Мысленно приказываю себе оставаться на месте. Но тем не менее самым трусливым образом бегу прочь. Пересекаю мост. Двенадцать шагов. Вглядываюсь в темноту в глупой надежде рассмотреть дверь, через которую смогу выбраться отсюда.
С каждым моим шагом штриховка тумана редеет, расступается. Всё ещё хуже, чем я мог вообразить. Если честно, я понятия не имею, что мог бы вообразить. Но точно не это.
Слева и справа чёрная гладь неживой воды.
Впереди – нелепые в своей геометрической простоте, словно нарисованные углём на шершавой бумаге, стены тянутся вверх, туда, где должно быть небо. Никакого неба нет. Вместо него низко висит лилово-серый потолок. Он неспешно, по-хозяйски, клубится над моей головой и грохочет проклятия на своём картонном языке. Улица пугает беспощадной прямотой. Она слишком предсказуема и неизменна для настоящей.
Осторожно переставляя ноги, я иду по мёртвой мостовой вдоль мёртвых стен с мёртвыми витринами.
Вообразите себе город, построенный из картонных переплетений на разворотах детской книги. Вы перелистываете страницы, и одна улица сменяется другой. Из плоскости рождается объёмный мир с точнейшими деталями и потрясающей глубиной.
Но, если захлопнуть книгу, этот мир исчезнет. Дома, деревья, улицы и люди сделаются плоскими, превратятся в мёртвый картон.
Я иду по такому развороту.
Никаких сомнений: я оказался в подземельях теней.
– Прекращай эти игры, Бах!
Тень догоняет меня и кладёт руку на плечо.
Мелькает надежда: сейчас я увижу Барбару.
Нет. Не увижу.
Подвал принадлежит Шульцу – лысому коротышке, который не умеет блефовать. Шульц морщит лоб, изображая раздумье, но покрасневшие уши и дёргающийся глаз выдают парня с головой. У него на руках жирненький флеш, никак не меньше.
Где-то наверху, закрученная в бигуди, затянутая в плюшевый халат, тень Наташа, русская девушка Шульца, усердно метелит в ступке чеснок: на обед будет настоящий украинский ахобланко. Звук такой, будто потолок вот-вот рухнет нам на голову.
Не хмурься, Шульц, уши отвалятся, говорит Канадец. У него острые зубы, рыжие волосы и нет имени. Канадец твёрдо убеждён, что он родом из Монреаля, что рано или поздно Роза из «Шейка» отсыплет ему своей девичьей страсти и что его трёх четвёрок достаточно, чтобы обуть Шульца.
Разумеется, ошибается по всем пунктам.
Грет молчит. Грет всегда молчит. В его бороде застряли крошки картона, его печальные глаза слезятся от пыли нарисованного города. Грет полагает, что родился прямо посреди длиннющей автомобильной пробки и негритянка-таксист, принимавшая роды, сказала его матери: береги этого малыша, детка, – его поцеловал Иисус; благодарная мать назвала сына в её, негритянки, честь. Что ж, в одном Грет определённо прав: имя у него женское.
Во дворе орут коты. Коты очень похожи на полосатов, только наглее и не у всех есть собственные полоски.
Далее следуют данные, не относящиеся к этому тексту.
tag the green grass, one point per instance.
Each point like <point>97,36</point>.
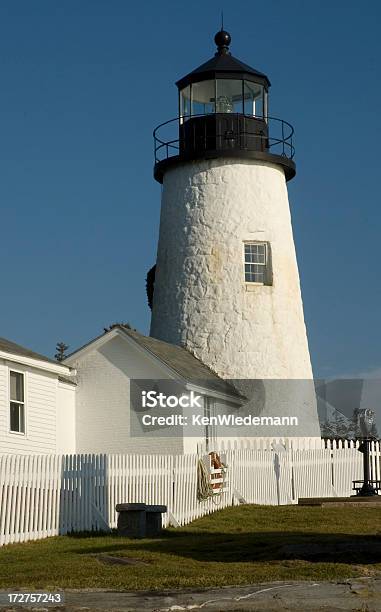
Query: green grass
<point>230,547</point>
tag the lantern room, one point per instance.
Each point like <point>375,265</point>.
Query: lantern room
<point>224,112</point>
<point>223,85</point>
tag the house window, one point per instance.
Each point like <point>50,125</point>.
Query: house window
<point>17,402</point>
<point>257,263</point>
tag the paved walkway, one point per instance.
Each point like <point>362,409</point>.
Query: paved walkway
<point>360,595</point>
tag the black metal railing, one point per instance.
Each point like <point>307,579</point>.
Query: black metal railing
<point>276,138</point>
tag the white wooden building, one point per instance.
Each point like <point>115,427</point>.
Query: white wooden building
<point>83,404</point>
<point>37,402</point>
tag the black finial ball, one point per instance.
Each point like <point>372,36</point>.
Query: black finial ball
<point>222,39</point>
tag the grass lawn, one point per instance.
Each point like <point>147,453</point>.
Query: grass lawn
<point>234,546</point>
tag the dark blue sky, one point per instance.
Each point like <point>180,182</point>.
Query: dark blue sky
<point>82,86</point>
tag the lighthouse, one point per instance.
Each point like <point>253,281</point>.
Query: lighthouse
<point>226,284</point>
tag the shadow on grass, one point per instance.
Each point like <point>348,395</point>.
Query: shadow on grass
<point>251,547</point>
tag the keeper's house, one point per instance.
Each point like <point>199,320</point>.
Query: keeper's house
<point>37,402</point>
<point>83,404</point>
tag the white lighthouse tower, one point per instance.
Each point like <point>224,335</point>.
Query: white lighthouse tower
<point>227,285</point>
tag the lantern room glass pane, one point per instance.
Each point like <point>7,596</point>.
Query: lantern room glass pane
<point>185,102</point>
<point>229,96</point>
<point>253,99</point>
<point>203,98</point>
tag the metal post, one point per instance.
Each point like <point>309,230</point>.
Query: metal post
<point>367,489</point>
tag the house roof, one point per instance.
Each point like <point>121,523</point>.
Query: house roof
<point>16,349</point>
<point>178,359</point>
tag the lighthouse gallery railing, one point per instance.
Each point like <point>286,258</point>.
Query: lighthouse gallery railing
<point>278,139</point>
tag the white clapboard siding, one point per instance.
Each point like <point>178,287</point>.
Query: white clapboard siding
<point>46,495</point>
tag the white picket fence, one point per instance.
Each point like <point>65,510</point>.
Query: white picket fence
<point>46,495</point>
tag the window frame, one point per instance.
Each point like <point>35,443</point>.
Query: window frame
<point>20,403</point>
<point>267,275</point>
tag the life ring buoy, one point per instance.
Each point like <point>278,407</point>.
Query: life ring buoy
<point>216,464</point>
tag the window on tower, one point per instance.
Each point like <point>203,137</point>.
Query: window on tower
<point>257,263</point>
Я такой же. Почти как настоящий, только живу в картонном городе. Среди своих картонных товарищей.
Всматриваюсь в нарисованные лица. Почему они не помнят?
Шульц не помнит свой огромный траулер, не помнит, что самые крупные, самые неординарные и тонкие смыслы побывали в его сетях.
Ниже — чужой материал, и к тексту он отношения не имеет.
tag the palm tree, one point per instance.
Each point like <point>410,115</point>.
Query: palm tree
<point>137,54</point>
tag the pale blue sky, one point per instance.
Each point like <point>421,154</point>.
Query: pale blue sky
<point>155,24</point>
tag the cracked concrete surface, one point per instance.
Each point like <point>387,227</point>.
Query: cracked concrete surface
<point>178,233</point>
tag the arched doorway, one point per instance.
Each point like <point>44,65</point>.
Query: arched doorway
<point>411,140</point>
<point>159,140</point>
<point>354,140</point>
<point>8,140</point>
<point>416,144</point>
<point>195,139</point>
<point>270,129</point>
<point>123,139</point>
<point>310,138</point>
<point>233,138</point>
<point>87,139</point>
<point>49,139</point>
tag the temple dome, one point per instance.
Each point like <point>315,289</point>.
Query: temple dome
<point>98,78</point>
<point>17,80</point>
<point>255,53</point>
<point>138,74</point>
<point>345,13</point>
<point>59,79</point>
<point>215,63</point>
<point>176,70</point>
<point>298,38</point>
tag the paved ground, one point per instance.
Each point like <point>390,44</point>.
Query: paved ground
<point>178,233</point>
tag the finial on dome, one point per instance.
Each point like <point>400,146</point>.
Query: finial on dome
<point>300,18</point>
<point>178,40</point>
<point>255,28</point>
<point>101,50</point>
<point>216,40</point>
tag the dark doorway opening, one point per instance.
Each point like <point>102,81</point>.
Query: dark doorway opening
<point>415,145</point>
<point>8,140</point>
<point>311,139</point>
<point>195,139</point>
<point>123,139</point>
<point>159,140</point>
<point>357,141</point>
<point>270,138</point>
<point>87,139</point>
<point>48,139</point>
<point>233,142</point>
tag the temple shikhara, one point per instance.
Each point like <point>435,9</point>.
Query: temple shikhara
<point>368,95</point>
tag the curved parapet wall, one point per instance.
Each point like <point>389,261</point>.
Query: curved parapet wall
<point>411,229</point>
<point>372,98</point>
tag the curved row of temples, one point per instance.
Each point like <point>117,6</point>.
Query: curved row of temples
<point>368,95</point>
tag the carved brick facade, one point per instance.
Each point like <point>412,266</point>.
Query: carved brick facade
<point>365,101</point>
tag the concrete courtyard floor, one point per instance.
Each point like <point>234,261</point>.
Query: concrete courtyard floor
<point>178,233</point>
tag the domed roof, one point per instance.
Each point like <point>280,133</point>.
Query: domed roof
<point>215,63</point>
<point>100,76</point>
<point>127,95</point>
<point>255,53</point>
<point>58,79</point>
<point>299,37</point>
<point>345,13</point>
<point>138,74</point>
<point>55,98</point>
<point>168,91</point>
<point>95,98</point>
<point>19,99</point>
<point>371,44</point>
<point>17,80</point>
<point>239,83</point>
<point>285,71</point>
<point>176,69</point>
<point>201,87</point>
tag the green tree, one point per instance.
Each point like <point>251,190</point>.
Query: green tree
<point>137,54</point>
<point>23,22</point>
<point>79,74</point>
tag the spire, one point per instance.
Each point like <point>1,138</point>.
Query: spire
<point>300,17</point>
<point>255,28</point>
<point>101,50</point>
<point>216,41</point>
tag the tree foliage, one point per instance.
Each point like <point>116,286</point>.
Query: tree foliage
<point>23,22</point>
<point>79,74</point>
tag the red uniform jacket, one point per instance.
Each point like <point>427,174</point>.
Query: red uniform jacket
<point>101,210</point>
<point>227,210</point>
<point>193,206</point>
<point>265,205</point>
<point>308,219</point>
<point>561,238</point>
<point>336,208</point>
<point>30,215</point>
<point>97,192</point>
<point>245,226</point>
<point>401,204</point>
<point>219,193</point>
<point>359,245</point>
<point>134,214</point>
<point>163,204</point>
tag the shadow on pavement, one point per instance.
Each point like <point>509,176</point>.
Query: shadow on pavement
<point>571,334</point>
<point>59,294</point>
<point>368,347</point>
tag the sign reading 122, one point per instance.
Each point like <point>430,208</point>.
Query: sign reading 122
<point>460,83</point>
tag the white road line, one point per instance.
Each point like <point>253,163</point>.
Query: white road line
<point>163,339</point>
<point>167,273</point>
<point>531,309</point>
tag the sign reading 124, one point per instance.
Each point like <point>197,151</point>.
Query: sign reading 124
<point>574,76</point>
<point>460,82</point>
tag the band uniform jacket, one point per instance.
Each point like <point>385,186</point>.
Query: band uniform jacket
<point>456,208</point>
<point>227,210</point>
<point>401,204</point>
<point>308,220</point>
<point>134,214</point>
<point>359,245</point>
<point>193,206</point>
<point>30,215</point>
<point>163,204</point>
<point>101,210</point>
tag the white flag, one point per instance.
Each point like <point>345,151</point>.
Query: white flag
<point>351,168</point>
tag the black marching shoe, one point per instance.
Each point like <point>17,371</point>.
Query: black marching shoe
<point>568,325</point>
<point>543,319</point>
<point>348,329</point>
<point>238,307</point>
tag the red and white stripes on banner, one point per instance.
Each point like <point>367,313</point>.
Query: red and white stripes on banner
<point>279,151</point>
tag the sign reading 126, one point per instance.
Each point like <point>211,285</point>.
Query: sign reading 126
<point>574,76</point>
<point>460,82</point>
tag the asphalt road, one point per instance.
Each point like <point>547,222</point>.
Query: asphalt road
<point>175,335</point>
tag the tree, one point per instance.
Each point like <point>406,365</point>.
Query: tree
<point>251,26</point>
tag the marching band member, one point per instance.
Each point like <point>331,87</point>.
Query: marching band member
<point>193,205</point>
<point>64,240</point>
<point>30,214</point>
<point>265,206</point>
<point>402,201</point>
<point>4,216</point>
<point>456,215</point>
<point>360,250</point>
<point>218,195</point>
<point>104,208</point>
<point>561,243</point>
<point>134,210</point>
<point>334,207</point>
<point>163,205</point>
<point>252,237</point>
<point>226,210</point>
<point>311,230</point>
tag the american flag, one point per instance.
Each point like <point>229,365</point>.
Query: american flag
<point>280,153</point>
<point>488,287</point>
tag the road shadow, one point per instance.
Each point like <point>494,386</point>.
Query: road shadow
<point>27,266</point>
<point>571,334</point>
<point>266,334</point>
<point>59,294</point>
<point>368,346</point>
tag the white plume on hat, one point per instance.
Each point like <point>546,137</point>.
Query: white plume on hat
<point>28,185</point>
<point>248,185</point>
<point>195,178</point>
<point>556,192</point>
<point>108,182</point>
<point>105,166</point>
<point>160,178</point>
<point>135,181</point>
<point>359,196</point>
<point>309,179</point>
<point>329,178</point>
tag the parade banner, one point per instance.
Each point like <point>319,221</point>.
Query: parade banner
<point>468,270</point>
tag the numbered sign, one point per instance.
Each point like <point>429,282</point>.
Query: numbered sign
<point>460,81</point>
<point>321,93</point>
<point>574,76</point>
Канадец не помнит, что зовут его Асмус, что всякая колода в его руках делается волшебной и картами он умеет отобрать смысл у любого.
Грет не помнит, что родился с револьвером в руке, не помнит, как с крыши табачной башни стрелял птицу-банщика влёт, не помнит, как выдал череп нарвала за остатки гигантского смысла.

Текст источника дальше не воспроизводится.